Some people say that there is no alternative to the way things now are. They thus defend the status quo. But those people are lacking in imagination and creativity. It is self evidently true that the only constant thing is change and that the rate of change is increasing.
For the vast majority of our ancestral time we were foraging communalists. Being speechless we were slow to develop new ways of thinking. But, about 100,000 year ago, language evolved and the creativity and entrepreneurship of human groups flourished by creating and choosing between alternatives.
Archaeology recognises three stone ages – palaeolithic, mesolithic and neolithic. Then there was the bronze and iron ages where a wide range of metal tools increased agricultural productivity and allowed for increasingly sophisticated division of labour (eg them v us within and between groups).
Foraging communalism was the human way for most of our time on the planet.
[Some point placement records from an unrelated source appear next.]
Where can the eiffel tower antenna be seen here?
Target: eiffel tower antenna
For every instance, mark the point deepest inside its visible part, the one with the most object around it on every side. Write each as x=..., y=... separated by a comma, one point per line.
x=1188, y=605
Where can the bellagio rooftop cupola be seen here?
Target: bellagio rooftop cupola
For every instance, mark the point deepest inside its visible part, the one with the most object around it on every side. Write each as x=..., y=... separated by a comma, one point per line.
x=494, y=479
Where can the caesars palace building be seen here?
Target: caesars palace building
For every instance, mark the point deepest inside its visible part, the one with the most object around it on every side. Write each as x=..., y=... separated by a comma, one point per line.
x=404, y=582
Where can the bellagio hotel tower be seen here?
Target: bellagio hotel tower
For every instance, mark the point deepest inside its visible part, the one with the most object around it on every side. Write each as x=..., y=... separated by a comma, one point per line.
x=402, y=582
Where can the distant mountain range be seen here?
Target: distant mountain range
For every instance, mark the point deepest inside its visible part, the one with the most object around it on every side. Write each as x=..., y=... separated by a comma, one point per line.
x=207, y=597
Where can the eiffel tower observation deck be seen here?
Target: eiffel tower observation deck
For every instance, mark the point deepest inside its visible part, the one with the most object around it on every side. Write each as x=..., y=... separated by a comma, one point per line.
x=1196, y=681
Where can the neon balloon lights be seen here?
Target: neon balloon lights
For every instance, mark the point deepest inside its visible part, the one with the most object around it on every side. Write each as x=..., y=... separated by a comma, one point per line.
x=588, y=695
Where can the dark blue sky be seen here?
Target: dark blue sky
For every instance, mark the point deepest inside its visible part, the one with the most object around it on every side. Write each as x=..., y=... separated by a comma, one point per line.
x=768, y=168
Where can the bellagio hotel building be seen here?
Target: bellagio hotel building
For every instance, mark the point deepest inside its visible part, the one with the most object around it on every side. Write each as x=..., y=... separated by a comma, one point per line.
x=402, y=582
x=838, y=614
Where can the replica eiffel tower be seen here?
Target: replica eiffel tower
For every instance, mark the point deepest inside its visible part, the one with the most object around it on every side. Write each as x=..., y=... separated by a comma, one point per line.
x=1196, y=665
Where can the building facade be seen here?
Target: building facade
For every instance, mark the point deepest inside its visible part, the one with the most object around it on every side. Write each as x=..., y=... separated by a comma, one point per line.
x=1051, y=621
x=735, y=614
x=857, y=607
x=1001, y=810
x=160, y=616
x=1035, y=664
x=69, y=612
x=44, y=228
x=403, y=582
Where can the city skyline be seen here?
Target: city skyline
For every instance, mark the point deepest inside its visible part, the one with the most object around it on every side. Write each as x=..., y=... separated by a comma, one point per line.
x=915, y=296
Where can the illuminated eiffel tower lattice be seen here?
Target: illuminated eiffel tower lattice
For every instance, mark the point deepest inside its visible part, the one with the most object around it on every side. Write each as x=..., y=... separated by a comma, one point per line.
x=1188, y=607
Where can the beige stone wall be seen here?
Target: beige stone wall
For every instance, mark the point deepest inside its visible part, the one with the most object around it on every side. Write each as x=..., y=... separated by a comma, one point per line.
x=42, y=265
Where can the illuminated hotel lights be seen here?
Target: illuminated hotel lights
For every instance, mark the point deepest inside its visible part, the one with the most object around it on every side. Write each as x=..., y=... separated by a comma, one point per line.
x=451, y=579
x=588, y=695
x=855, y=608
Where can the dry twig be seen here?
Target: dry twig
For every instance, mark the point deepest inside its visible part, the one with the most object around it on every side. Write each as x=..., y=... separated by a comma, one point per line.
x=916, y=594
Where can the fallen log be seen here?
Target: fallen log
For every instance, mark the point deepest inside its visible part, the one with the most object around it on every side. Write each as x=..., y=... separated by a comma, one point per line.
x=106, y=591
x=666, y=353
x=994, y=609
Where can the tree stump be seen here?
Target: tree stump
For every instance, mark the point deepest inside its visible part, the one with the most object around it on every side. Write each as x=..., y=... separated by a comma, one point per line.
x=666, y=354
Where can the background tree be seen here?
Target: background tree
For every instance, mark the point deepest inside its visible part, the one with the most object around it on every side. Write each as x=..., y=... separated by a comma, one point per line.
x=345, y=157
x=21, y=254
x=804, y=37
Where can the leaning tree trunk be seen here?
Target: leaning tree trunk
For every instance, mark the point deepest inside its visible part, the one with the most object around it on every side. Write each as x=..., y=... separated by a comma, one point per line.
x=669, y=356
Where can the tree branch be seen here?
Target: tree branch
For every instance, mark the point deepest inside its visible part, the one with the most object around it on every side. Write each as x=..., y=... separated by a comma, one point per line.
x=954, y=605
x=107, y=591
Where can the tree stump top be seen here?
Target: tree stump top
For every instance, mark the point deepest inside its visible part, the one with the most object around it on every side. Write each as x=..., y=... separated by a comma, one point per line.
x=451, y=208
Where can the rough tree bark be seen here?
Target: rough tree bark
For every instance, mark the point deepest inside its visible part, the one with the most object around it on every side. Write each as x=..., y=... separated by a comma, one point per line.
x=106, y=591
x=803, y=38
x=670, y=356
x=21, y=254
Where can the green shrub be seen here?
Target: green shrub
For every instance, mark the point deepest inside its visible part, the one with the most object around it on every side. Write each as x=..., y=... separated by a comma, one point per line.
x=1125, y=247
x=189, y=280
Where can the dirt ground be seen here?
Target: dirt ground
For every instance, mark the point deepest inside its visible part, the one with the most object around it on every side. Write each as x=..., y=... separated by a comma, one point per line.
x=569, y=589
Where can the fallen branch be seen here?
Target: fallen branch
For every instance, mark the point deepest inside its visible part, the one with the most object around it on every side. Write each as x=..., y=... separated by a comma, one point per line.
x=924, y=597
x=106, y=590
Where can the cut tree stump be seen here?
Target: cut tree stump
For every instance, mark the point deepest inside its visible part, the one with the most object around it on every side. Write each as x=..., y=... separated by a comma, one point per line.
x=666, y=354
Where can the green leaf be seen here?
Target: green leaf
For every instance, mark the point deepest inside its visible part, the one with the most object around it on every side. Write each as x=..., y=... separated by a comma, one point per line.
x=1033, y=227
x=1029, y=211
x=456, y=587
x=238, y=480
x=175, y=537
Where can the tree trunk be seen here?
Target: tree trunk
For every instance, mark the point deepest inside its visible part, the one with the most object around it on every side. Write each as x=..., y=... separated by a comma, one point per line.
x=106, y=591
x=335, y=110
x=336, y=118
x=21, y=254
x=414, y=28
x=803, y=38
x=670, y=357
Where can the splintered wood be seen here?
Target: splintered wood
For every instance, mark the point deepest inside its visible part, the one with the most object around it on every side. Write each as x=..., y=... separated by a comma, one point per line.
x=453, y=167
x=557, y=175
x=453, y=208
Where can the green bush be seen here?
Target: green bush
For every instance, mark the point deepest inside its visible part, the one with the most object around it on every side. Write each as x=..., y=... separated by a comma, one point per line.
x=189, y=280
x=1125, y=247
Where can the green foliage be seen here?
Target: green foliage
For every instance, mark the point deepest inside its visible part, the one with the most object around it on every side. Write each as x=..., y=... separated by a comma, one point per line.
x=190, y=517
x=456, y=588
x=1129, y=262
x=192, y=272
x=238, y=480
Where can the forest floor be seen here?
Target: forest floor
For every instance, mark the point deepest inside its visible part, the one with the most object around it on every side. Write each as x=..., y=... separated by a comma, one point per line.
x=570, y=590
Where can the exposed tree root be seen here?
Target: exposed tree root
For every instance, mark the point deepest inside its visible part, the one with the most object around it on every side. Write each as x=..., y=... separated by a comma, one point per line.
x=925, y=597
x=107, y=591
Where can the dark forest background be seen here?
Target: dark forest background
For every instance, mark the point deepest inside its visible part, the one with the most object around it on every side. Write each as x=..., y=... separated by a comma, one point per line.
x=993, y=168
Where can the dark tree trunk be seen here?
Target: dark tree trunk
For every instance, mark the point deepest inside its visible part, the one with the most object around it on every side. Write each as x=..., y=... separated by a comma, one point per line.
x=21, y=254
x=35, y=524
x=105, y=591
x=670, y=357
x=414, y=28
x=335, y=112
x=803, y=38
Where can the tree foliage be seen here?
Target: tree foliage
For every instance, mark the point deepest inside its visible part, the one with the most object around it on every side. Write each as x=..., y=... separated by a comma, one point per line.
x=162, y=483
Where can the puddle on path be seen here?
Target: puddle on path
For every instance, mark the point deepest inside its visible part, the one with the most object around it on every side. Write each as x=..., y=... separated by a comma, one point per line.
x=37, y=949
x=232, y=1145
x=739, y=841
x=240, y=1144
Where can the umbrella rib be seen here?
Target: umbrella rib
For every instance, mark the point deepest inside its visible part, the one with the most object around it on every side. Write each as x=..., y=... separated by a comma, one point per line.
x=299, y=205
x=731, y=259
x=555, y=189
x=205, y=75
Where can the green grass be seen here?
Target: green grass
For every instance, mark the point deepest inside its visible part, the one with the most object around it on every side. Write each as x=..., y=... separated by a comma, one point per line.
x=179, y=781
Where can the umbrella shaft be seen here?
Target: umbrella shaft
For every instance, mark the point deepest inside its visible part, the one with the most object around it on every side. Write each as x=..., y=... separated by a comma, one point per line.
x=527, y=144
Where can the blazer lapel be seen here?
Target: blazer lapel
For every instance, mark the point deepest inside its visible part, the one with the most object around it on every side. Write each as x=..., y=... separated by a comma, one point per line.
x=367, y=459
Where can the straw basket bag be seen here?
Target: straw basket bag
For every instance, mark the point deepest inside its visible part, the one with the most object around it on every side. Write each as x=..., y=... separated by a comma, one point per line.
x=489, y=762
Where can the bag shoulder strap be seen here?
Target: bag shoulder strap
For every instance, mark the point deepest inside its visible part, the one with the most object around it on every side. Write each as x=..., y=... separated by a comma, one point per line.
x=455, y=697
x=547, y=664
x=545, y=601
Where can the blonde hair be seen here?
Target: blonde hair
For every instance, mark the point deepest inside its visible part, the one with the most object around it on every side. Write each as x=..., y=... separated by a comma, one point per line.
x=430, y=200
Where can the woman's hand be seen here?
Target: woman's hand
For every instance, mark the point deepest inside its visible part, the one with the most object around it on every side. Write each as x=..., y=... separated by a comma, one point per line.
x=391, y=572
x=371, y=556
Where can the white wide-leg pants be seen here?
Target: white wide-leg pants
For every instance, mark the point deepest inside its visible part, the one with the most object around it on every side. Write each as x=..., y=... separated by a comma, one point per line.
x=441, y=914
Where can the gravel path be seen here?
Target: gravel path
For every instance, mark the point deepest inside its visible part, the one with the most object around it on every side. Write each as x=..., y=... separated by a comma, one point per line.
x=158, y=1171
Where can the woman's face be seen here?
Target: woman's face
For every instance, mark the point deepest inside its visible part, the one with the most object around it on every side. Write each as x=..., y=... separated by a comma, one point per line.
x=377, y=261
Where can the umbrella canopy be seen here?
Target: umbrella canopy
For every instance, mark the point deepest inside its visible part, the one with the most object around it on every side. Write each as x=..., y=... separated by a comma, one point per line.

Then came the domestication of plants and animals and settled agriculture. Then it was villages, towns, city states, and empires And in these modern times we have transnational corporations (TNC), the United Nations, and a wide range of nation states interacting and giving rise to globalisation.
Different human groups have different world views and associated points of view. They have concocted a fascinating collection of myths and magic. But now, since the European Enlightenment, there has been a gradual shift to a science-based set of facts and logic which, at its best, reckons that it does not deal with 'truth' but rather with the best working hypotheses given the evidence presently available.
Politics and economics are soft social sciences rather than hard physical ones like physics and chemistry. The soft stuff is dramatically more subjective than the hard stuff. The soft crew tries to present itself as hard but this is illusion. So there is bluster and spin. For example:
The present (2015) status quo view is that the collapse of communism marked the end of history because it is now obvious (?) that fundamentalist, free-market, invisible-hand capitalism is the only 'reasonable' way of running a corporation, a country or the planet. The single bottom line is profit. And the rich get richer because they are worth it.
In the early 1970s those who touted such right-wing free market thinking were dismissed as nutters. The status quo at the time was for that brand of socialism called social democracy which had the triple bottom line of environment, society, and economics sitting on the foundation of justice and caring for the vulnerable. At present, 45 years later, it is the left wing supporters who are viewed as dangerous nutters because they challenge the right wing line of theoretical thought.
The only constant thing is change. There are always alternatives!